Soft Model Selection and Structured Assembly of Observables for Micro–Macro Transitions, Operational Relativity, and Emergent Thermodynamics

1. Motivation, positioning, and scope

“Essentially, all models are wrong, but some are useful.”

— George E. P. Box [1]

This manuscript does not propose a new physical theory, nor does it claim to unify quantum mechanics, classical dynamics, relativity, and thermodynamics at the level of a single state space. Instead, it proposes an operational meta-model that assembles predictions in a shared observable space. The contribution is therefore methodological: a disciplined way to combine existing regime-specific models, quantify confidence through soft weights, and detect when the available model catalog is insufficient.

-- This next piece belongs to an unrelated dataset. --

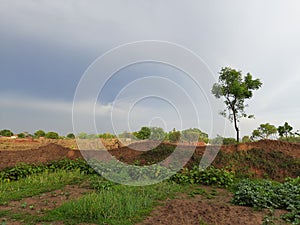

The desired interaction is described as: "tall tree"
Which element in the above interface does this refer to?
[211,67,262,142]
[252,123,277,139]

Contributions (Incremental, Operational)

The contributions are modest and practical:

• A common observable space $\mathcal{Y}$ is formalized via a feature map $\Phi$, and regime transitions are treated as decisions in $\mathcal{Y}$ (rather than forcing incompatible state spaces into a single master model).
• A standard entropically-regularized soft selection rule (softmax/Gibbs form) is used to obtain convex weights from losses, augmented with a complexity penalty to mitigate overfitting.
• A small set of physics-inspired knobs (decoherence/classicality, relativistic severity, thermodynamicity) is used as operational priors that bias weights toward plausible regimes.
• A simple out-of-catalog diagnostic (surprise/residual monitoring) is proposed to flag when the chosen $\Phi$ and the candidate model set fail to explain data.

Relation to Prior Work

The weighting mechanism is closely related to well-known ideas such as Bayesian model averaging, Gibbs posteriors/PAC-Bayes methods, and mixture-of-experts gating. The goal is not to replace these frameworks, but to provide an explicit physics-facing operational interface: (i) a shared observable space $\mathcal{Y}$ tailored to measurement constraints, (ii) regime priors encoded by calibrated knobs, and (iii) a simple diagnostic for model-set inadequacy. In this sense, the novelty is primarily in the packaging and operationalization for micro–macro and regime-transition problems.

Scope and Limitations

This framework is only as good as (a) the chosen observable map $\Phi$ and (b) the candidate model catalog. The knobs $(\xi ,r,\theta )$ are not fundamental constants; they are operational summaries that must be calibrated for each experimental context. Accordingly, the method should be read as a principled decision layer on top of existing models, not as a substitute for domain-specific mechanistic modeling.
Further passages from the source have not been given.